DFS profits slump amid challenging market
The company booked a 22.3% fall in pre-tax profits to £50.1 million, while revenue edged up 0.9% to £762.7 million.
Profits at sofa chain DFS have tumbled after the group was thumped by Britain’s faltering economy, falling consumer confidence and the Brexit-induced collapse in the pound.
The company booked a 22.3% fall in pre-tax profits to £50.1 million in the year to July 29, while revenue edged up just 0.9% to £762.7 million.
DFS pointed to a “very challenging furniture market”, with chairman Ian Durant adding: “Continuing uncertainty in the economy led to a significant deterioration in the consumer market which impacted sales in the second half of the year.
“The continued weakness of sterling against the US dollar has also created a headwind for gross margins, some of which we have been able to mitigate.”
Soaring inflation caused by the collapse of the Brexit-hit pound has pushed up shop prices for hard-pressed consumers, leading retail sales across the board to slump.
DFS flagged in August that profits would take a hit from uncertainty caused by the snap General Election and warm weather, which led to weak trading at its stores.
The retailer said it saw significant declines in store footfall and customer orders from April to June.
Chief executive Ian Filby said: “We have continued to make good strategic progress across all our key areas of growth, while our financial performance reflects the current challenges of the UK furniture market.
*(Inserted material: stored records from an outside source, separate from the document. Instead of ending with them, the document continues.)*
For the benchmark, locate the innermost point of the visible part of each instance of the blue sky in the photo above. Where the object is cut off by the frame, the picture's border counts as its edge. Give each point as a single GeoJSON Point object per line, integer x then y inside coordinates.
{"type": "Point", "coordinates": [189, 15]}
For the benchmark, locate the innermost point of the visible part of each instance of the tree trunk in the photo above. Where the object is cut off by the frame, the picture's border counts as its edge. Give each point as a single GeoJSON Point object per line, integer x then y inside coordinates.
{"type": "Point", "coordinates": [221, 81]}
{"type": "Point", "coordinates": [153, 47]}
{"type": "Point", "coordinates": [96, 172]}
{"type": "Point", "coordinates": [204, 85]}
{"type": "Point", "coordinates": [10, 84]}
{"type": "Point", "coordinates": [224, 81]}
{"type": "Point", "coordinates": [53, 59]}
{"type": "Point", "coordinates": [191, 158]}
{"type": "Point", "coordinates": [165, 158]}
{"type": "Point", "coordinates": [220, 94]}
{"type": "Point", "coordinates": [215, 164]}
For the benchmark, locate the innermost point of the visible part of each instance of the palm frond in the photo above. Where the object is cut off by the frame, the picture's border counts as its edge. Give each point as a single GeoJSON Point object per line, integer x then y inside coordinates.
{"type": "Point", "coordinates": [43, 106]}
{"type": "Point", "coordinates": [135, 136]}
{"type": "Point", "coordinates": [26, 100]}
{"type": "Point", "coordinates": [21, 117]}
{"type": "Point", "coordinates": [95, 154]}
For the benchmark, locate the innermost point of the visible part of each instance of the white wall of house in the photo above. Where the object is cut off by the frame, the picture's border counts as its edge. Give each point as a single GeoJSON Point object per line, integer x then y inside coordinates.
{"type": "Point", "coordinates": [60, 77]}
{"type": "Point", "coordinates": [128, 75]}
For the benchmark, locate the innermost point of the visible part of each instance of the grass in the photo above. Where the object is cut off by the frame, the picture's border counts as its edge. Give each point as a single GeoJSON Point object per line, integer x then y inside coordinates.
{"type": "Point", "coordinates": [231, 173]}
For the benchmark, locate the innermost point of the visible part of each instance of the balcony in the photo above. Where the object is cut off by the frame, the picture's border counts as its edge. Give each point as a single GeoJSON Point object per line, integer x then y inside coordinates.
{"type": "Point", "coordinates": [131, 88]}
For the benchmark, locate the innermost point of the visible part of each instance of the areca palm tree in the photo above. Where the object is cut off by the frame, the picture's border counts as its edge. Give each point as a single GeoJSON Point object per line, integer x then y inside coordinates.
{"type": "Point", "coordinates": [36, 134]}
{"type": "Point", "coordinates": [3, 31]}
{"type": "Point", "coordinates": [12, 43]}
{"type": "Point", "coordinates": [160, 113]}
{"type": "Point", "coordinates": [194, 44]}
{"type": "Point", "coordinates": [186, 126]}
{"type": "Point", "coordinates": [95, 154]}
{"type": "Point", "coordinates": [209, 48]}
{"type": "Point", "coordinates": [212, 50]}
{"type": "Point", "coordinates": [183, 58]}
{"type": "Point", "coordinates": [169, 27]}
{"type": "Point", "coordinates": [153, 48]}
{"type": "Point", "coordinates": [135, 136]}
“Our recent strategic investments and operating efficiency programme support our confidence in our ability to deliver modest profit growth and cash returns in the current financial year and we continue to have excellent prospects for the long term.”
DFS said it will seek out efficiency savings as revenue growth becomes “harder to achieve”.
The company’s shares tumbled on the news, falling over 3% to 215p.
Laith Khalaf, senior analyst at Hargreaves Lansdown, said: “DFS has been hit by a double whammy of slowing consumer demand and rising costs, stemming from a weaker pound.
“Big ticket items like sofas tend to be the first things consumers cut back on when they are feeling the pinch, and a slew of poor sales data from the car industry corroborates that trend.
“Things don’t look like they are getting much easier either, with DFS expecting weak trading conditions to continue into the next financial year.”